Examples
===========
You can find every data files used in examples in ``examples/data``.

Automatic Classification
---------------------------
.. code-block:: console

    $ cd examples/classification
    $ python main.py

**First step**, import several needed packages.

.. code-block:: python

    import os

    import joblib
    import pandas as pd
    from sklearn.model_selection import KFold

    from autoflow import AutoFlowClassifier

**Second step**, load data from CSV.

.. code-block:: python

    train_df = pd.read_csv("../data/train_classification.csv")
    test_df = pd.read_csv("../data/test_classification.csv")

**Third step**, define a ``AutoFlowClassifier``.

Here are some key parameters:
    * ``initial_runs``  are totally random search, to provide experience for SMAC algorithm.
    * ``run_limit`` is the maximum number of runs.
    * ``n_jobs`` defines how many search processes are started.
    * ``included_classifiers`` restrict the search space . In here ``lightgbm`` is the only classifier that needs to be selected. You can use ``included_classifiers=["lightgbm", "random_forest"]`` to define other selected classifiers. You can find all classifiers AutoFlow supported in :class:`autoflow.hdl.hdl_constructor.HDL_Constructor`
    * ``per_run_time_limit`` restrict the run time. if a trial during 60 seconds, it is expired, should be killed.

.. code-block:: python

    trained_pipeline = AutoFlowClassifier(initial_runs=5, run_limit=10, n_jobs=1, included_classifiers=["lightgbm"],
                                           per_run_time_limit=60)
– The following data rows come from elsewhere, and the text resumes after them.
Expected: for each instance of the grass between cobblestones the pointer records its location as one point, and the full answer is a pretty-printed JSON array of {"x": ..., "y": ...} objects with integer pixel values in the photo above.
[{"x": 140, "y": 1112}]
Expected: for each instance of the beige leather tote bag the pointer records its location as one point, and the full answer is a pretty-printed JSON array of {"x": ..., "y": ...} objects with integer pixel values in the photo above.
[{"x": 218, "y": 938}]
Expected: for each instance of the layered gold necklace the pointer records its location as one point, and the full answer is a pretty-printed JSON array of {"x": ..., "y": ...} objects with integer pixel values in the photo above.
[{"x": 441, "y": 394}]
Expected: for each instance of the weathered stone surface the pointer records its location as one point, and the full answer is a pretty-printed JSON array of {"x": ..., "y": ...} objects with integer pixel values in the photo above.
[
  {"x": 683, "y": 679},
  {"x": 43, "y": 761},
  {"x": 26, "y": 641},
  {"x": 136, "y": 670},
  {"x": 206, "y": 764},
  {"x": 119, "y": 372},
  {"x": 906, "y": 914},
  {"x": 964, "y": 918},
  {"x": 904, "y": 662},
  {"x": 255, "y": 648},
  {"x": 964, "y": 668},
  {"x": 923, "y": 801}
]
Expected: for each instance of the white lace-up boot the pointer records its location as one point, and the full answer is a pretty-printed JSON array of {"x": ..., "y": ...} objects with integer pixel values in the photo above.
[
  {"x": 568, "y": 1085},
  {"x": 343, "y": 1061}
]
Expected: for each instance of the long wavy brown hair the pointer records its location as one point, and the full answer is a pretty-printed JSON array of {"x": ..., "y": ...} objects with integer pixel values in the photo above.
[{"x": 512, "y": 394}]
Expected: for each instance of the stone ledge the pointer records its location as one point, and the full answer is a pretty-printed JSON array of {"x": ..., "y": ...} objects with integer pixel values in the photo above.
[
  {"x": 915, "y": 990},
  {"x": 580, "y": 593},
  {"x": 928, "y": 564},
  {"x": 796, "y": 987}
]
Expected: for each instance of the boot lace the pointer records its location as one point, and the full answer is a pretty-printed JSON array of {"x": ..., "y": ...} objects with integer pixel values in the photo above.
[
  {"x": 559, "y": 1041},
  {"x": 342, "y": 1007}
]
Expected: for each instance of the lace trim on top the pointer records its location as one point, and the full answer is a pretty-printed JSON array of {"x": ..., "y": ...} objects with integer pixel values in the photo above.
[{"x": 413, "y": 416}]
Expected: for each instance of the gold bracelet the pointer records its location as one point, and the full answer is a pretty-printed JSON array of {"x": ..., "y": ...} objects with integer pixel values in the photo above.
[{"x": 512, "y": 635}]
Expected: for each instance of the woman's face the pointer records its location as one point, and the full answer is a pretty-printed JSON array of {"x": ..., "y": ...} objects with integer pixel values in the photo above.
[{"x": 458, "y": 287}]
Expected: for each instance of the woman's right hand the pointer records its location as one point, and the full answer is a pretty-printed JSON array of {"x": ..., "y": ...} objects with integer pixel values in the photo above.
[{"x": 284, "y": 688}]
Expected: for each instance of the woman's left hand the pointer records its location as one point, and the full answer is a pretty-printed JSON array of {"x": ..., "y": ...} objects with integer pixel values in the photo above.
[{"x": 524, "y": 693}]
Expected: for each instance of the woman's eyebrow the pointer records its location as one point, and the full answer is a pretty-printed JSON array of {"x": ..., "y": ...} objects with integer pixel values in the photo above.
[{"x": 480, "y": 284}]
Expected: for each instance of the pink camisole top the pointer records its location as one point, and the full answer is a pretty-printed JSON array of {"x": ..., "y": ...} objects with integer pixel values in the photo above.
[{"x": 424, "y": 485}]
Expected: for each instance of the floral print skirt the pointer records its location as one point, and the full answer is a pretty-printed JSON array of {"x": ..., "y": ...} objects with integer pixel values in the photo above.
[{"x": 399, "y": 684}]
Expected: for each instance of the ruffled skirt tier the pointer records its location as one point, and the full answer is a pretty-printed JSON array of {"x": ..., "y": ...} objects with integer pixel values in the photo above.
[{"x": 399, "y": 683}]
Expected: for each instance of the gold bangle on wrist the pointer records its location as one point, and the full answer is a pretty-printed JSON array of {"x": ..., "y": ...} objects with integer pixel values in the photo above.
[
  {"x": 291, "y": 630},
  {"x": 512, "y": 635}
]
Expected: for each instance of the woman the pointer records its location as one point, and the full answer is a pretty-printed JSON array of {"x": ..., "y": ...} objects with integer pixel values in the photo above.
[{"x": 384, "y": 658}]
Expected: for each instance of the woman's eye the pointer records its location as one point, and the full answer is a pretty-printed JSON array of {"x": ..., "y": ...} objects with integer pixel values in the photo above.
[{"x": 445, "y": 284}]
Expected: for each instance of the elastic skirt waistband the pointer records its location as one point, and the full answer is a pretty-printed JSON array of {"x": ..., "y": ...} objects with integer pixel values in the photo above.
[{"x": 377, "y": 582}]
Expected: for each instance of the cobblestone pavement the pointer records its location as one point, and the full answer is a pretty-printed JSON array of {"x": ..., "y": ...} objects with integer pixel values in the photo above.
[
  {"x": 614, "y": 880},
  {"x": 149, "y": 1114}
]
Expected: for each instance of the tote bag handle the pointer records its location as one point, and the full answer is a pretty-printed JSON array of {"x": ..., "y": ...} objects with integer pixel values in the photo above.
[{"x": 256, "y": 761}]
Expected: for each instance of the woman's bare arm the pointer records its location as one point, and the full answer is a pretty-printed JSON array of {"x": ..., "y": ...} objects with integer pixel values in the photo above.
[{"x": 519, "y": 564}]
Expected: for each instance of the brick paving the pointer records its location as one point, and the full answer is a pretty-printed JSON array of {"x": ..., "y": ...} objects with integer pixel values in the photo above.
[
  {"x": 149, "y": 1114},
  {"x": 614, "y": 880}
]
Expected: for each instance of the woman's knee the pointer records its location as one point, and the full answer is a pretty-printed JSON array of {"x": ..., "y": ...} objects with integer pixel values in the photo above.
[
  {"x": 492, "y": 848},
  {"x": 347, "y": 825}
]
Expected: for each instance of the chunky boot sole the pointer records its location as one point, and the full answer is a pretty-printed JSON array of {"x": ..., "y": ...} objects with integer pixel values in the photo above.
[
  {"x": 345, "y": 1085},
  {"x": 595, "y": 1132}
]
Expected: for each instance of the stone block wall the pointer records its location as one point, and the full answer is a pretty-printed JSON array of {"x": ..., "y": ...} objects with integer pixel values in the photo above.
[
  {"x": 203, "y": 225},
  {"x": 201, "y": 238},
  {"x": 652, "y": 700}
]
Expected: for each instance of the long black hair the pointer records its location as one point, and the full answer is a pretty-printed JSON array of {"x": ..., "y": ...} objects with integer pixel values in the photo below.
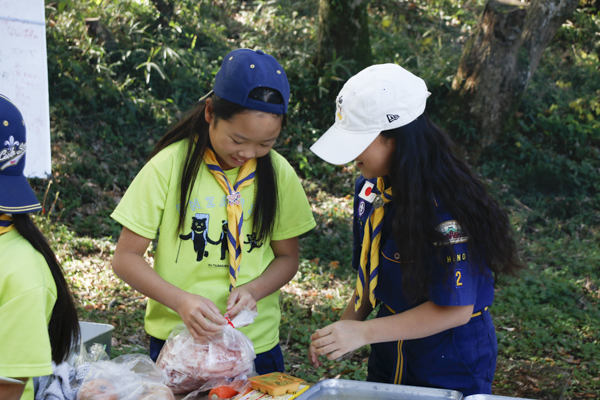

**Fifth step**, define columns descriptions, you can find .You can find the full definition in :class:`autoflow.manager.data_manager.DataManager` .

Here are some columns descriptions:
    * ``id`` is a column name means unique descriptor of each rows.
    * ``target`` column in the dataset is what your model will learn to predict.
    * ``ignore`` is some columns which contains irrelevant information.

.. code-block:: python

    column_descriptions = {
        "id": "PassengerId",
        "target": "Survived",
        "ignore": "Name"
    }

**Sixth step**, auto do fitting. you can find full document in :meth:`autoflow.estimator.base.AutoFlowEstimator.fit` .

Passing data params ``train_df``, ``test_df`` and ``column_descriptions`` to classifier.

If ``fit_ensemble_params`` is "auto" or True, the top 10 models will be integrated by stacking ensemble.

``splitter`` is train-valid-dataset splitter,now is set to ``KFold(3, True, 42)`` to do 3-Fold Cross-Validation.

You can pass this param defined by yourself or other package, like :class:`sklearn.model_selection.StratifiedKFold`.

.. code-block:: python

    trained_pipeline.fit(
        X_train=train_df, X_test=test_df, column_descriptions=column_descriptions,
        fit_ensemble_params=False,
        splitter=KFold(n_splits=3, shuffle=True, random_state=42),
    )

**Finally**, the best model will be serialize and store in local file system for subsequent use.

.. code-block:: python

    joblib.dump(trained_pipeline, "autoflow_classification.bz2")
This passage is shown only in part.